Arrivo lì che è tutto buio e silenzioso, tranne qualche luce delle fabbriche. Apro e c'è silenzio e buio, le macchine sonno tutte spente e c'è solo il soffio del riscaldamento. Poi stacco l'allarme e accendo le luci, e accendo tutto e la fabbrica prende vita. Intanto arrivano anche gli altri due e si comincia a lavorare. Dalle otto meno venti arrivano poi tutti quelli che lavorano a giornata e torna la normalità.
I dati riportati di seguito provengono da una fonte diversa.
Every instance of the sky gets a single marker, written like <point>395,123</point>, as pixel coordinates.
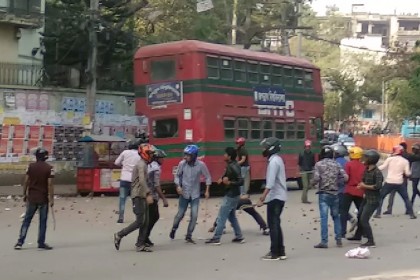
<point>374,6</point>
Sembra che sia definitivamente arrivato l'autunno, ma non si può ancora dire, ci sono ancora molti alberi verdi in giro.
Anch'io voglio pattinare sul ghiaccio. E sarà sfida con la Daniela a quanto pare, mentre l'ultima volta che Dario ha detto che lui non cadeva si è ritrovato con un taglio in fronte. Misteri della vita o delle distrazioni.
Io come al solito non riesco a venire a feste di laurea varie ed eventuali, ma mi associo ad auguri vari ed eventuali. E difendo anche tutte le piccole e grandi Martine, che vengono strattonate fisicamente e psicologicamente da tutti quanti. Ma ce la faranno vedere loro! (speriamo!!)
E anche Mario, poverino, le vuole provare tutte le esperienze della vita, ma quella gli è costata cara, non ha resistito.